In contrast, when you actively practice gratitude, you will feel yourself open up for healing. When you become more trusting in your ability to do what is within your reach, even the difficult things in life become bearable.

Gratitude pulls you out of your self-imposed bubble and allows you to experience the simple pleasures of life like being able to wake up each day, a walk in the park, playing with children, spending time with the elderly, appreciating the gift of a day job that pays the bills.

It eases stress  

Our physiological response to fear is often an elevated heart and breathing rate. This is triggered when the fear in your mind is real (a grave situation that endangers life), or rhetoric (based on the stories you tell yourself).

Gratitude helps ease stress responses because it anchors you. I have had countless situations where the simple act of being in the moment and expressing gratitude has pulled me out of the fight or flight state.

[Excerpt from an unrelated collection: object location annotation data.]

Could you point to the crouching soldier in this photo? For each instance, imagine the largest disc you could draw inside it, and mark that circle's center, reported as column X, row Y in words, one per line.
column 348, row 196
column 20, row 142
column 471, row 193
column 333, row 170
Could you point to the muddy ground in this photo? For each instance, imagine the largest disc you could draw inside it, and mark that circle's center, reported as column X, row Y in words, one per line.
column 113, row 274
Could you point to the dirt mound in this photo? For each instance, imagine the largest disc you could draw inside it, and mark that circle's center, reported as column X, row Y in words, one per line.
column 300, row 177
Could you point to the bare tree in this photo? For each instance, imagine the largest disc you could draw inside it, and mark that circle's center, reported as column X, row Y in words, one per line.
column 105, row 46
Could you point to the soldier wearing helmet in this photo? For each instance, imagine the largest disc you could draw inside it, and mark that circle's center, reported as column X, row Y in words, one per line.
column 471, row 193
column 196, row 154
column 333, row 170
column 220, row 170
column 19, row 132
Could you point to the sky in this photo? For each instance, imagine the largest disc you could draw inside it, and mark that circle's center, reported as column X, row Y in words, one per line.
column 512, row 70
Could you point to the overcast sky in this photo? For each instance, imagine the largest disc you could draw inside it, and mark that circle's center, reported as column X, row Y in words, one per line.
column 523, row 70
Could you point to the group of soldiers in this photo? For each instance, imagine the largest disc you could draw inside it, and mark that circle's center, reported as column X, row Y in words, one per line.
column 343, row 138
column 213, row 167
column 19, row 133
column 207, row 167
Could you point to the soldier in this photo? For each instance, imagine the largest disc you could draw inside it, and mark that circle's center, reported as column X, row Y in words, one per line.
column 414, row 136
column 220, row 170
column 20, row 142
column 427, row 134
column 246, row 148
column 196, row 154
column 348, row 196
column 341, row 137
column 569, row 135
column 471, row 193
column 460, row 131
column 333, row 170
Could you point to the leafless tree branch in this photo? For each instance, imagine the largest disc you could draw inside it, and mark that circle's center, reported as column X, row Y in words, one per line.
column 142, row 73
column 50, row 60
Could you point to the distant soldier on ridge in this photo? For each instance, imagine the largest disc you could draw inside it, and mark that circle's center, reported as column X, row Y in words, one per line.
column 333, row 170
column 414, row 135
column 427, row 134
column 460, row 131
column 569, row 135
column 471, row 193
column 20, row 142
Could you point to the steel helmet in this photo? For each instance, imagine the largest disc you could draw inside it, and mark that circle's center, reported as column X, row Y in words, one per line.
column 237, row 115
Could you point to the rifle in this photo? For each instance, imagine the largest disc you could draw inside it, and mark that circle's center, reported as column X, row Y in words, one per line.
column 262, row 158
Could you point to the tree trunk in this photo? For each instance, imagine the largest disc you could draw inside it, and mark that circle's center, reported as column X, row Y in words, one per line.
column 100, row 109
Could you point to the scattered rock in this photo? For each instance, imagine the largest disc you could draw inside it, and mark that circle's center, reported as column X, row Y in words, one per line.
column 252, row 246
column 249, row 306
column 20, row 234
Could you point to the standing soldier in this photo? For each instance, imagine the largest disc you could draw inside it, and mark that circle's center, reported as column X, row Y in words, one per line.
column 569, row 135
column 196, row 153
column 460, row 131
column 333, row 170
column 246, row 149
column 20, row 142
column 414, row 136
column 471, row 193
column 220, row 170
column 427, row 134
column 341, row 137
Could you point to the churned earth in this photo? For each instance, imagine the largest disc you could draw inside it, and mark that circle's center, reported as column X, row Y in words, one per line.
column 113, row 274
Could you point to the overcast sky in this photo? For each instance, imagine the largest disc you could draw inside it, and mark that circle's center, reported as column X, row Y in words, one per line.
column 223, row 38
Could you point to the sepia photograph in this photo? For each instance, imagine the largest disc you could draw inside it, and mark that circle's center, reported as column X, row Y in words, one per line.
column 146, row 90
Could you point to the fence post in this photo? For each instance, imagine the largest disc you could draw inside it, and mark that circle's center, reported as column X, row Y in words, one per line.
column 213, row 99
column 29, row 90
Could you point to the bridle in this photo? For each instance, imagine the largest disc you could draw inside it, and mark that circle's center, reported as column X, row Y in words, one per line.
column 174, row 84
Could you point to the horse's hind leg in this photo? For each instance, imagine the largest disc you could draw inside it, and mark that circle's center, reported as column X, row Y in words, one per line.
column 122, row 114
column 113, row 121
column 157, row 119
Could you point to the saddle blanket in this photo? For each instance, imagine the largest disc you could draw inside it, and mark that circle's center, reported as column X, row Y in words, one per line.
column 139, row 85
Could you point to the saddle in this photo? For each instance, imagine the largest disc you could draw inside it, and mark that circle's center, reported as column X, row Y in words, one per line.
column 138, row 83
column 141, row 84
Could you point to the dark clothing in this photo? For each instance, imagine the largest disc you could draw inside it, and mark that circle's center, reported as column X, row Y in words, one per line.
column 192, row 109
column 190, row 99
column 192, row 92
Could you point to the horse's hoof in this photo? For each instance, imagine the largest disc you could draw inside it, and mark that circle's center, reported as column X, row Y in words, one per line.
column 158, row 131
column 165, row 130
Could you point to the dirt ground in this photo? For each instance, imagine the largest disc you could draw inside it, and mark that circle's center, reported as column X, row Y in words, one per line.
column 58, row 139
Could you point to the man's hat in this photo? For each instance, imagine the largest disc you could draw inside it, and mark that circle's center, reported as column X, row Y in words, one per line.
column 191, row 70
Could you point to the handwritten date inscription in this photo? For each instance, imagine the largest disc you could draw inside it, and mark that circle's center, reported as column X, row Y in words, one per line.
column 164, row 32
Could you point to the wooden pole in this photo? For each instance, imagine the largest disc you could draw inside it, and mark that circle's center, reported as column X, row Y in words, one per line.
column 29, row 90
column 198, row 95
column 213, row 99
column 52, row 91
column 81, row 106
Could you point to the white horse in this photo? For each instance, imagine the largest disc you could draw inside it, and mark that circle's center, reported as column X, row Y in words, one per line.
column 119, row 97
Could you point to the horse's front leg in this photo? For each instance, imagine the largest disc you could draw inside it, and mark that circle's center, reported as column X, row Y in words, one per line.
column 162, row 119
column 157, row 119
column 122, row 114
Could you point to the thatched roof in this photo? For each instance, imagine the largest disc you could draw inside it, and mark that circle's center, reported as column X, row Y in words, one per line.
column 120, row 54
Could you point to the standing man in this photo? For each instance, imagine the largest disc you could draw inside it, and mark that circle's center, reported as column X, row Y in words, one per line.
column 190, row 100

Gratitude is a natural stress reliever.

How to practice gratitude?  

Photo by Gabrielle Henderson on Unsplash

Writing down a few things (pen to paper as opposed to fingers to keyboard) that you are grateful for is the easiest ways to reduce stress, anxiety and centre yourself.

The Gratitude Diary

Maintain a journal. At the end of each day before you go to bed, spend 10 minutes to write down:

  1. 3 things that went well today
  2. Why did it go well?
  3. How did you feel about it?

Make it a ritual

Gratitude is the only antidote to fear. We all know what it is like to give into fear. It only makes sense to create rituals that help us overcome our fears. Practicing gratitude needs to be done intentionally. It is an act of valuing your existence and making it more balanced and meaningful regardless of external events.

Gratitude has helped me a thousandfold to survive the pandemic and some unwelcome travel adventures. Fears still exist but it is only necessary to find a middle route to balance it.

Fear is a part of me and so is gratitude!